Researchers Find Gene Responsible For Susceptibility To Panic Disorder

Posted on December 2, 2013

A study published recently in the Journal of Neuroscience points, for the first time, to the gene trkC as a factor in susceptibility to the disease. The researchers define the specific mechanism for the formation of fear memories which will help in the development of new pharmacological and cognitive treatments.

Five out of every 100 people* in Spain suffer from panic disorder, one of the diseases included within the anxiety disorders, and they experience frequent and sudden attacks of fear that may influence their everyday lives, sometimes even rendering them incapable of things like going to the shops, driving the car or holding down a job.

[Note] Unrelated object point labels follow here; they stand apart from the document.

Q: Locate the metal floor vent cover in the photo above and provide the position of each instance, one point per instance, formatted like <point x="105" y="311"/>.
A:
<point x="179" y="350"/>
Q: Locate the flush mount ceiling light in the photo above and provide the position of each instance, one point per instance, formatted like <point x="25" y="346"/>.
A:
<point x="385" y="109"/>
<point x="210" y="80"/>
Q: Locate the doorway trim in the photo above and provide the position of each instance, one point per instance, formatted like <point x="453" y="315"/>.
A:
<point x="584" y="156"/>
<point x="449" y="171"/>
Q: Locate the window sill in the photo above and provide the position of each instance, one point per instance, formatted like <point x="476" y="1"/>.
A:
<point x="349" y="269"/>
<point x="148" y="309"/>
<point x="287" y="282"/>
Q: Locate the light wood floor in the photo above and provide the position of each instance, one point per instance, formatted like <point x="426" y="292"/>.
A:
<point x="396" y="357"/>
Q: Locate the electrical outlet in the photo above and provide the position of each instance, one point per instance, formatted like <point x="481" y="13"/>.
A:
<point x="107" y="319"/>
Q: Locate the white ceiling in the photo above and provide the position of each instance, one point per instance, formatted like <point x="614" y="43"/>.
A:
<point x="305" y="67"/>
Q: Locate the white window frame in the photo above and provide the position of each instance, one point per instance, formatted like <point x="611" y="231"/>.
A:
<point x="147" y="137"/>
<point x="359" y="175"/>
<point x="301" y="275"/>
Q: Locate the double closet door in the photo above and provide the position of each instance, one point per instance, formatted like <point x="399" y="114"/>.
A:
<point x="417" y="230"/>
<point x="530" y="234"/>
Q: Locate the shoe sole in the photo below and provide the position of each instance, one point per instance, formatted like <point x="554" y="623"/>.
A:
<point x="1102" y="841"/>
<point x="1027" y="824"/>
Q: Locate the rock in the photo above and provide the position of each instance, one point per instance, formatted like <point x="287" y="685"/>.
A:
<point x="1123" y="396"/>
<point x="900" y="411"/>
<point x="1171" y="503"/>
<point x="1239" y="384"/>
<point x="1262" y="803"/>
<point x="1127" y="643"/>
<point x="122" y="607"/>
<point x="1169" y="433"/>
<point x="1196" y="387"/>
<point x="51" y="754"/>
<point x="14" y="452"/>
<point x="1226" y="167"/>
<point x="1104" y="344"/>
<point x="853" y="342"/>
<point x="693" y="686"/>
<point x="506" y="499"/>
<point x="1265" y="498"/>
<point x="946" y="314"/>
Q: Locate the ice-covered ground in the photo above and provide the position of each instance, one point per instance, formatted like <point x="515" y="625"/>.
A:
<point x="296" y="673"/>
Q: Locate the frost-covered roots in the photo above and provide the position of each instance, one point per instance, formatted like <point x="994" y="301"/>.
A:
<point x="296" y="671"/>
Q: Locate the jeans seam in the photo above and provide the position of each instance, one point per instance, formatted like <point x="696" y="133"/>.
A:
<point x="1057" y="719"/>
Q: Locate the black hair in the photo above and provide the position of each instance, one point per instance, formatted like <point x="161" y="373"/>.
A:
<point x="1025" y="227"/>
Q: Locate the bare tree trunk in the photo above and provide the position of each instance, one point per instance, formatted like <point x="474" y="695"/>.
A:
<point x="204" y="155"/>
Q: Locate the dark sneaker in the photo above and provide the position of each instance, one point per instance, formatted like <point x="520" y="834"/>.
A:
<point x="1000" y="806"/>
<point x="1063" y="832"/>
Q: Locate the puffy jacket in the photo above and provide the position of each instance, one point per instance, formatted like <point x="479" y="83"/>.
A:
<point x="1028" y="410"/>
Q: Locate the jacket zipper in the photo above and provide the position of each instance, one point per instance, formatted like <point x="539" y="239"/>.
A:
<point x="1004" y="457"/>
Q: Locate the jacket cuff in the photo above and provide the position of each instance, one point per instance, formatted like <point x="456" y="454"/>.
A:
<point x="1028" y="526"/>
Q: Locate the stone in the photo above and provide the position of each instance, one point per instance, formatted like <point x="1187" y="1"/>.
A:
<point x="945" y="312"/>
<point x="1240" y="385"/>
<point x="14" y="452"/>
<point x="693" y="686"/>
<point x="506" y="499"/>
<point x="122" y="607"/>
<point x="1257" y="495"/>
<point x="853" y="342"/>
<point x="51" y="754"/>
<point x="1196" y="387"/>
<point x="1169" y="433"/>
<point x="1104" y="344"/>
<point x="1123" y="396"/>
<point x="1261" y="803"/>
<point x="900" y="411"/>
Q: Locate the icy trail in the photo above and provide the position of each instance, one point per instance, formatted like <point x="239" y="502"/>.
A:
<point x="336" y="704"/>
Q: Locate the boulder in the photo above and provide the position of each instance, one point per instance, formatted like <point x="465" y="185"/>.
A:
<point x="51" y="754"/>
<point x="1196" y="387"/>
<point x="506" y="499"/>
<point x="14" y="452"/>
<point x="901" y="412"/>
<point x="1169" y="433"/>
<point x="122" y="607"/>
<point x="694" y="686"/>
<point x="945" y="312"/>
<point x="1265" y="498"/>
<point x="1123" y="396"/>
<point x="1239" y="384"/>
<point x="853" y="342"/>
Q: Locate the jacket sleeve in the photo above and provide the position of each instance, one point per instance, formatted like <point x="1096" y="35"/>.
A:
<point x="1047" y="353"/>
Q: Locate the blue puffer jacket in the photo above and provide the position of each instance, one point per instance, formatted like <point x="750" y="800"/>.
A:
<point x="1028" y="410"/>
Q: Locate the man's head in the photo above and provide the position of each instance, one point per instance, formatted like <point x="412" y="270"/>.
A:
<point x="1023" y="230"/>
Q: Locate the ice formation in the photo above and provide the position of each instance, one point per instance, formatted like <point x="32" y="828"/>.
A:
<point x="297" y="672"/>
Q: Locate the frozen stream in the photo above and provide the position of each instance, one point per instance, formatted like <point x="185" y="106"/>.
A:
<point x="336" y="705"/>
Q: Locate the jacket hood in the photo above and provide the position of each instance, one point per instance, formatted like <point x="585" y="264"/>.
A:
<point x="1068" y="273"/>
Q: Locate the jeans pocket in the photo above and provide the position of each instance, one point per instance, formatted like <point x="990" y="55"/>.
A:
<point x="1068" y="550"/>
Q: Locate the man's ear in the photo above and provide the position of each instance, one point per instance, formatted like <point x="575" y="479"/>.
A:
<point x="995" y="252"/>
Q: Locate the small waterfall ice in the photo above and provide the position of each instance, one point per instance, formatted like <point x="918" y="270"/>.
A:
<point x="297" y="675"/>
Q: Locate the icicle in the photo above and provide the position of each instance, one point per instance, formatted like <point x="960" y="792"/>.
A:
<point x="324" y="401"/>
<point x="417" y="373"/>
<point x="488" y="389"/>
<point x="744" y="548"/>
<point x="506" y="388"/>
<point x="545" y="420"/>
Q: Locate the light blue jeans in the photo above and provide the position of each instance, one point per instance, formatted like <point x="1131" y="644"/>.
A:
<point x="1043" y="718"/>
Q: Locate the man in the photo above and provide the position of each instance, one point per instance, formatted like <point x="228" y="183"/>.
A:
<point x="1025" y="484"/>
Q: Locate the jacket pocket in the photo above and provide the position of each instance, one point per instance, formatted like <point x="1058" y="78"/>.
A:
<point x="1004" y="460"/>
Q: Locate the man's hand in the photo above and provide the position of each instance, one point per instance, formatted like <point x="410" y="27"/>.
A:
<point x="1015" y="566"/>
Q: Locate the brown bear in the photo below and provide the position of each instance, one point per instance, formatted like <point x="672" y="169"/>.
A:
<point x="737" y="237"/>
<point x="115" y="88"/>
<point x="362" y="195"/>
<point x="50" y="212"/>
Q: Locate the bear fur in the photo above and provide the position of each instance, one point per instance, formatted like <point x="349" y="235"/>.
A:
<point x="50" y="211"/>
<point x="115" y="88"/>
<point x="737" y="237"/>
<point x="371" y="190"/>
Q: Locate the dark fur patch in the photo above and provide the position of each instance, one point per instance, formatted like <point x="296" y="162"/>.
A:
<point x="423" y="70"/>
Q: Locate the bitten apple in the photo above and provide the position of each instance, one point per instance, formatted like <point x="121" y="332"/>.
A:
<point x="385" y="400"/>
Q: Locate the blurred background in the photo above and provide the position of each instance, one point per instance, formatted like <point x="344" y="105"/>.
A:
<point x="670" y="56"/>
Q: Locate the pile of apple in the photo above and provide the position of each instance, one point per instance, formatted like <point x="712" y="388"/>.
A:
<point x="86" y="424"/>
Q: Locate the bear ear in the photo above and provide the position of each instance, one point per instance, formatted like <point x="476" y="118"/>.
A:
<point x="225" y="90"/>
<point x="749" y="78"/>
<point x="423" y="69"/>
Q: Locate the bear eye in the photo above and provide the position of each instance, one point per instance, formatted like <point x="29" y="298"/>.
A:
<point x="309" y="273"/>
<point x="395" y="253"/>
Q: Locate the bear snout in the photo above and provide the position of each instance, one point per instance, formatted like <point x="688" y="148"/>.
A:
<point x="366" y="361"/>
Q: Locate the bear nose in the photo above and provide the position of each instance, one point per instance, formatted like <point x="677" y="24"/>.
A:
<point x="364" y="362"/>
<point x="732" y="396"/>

It was known that this disease had a neurobiological and genetic basis and for some time the search had been on to discover which genes were involved in its development, with certain genes being implicated without their physiopathological contribution being understood. Now, for the first time, researchers from the Centre for Genomic Regulation (CRG) have revealed that the gene NTRK3, responsible for encoding a protein essential for the formation of the brain, the survival of neurones and establishing connections between them, is a factor in genetic susceptibility to panic disorder.

"We have observed that deregulation of NTRK3 produces changes in brain development that lead to malfunctions in the fear-related memory system", explains Mara Dierssen, head of the Cellular and Systems Neurobiology group at the CRG. “In particular, this system is more efficient at processessing information to do with fear, the thing that makes a person overestimate the risk in a situation and therefore feel more frightened and, also, that stores that information in a more lasting and consistent manner".

Different regions of the human brain are responsible for processing this feeling, although the hippocampus and amygdala play crucial roles. On the one hand, the hippocampus is responsible for forming memories and processing contextual information, which means that the person may be afraid of being in places where they could suffer a panic attack; and on the other, the amygdala is crucial in converting this information into a physiological fear response.

Although these circuits are activated in everyone in warning situations, what the CRG researchers have discovered is that "in those people who suffer from panic disorder there is overactivation of the hippocampus and altered activation in the amygdala circuitry, resulting in exaggerated formation of fear memories", explains Davide D'Amico, a PhD student at the CRG, co-author of the work and the article published in the Journal of Neuosciences, together with Dierssen and the researcher Mónica Santos.

They have also found that Tiagabine, a drug that modulates the brain's fear inhibition system, is able to reverse the formation of panic memories. Although it had already been observed to alleviate certain symptoms in some patients, "we have discovered that it specifically helps restore the fear memory system", points out Dierssen.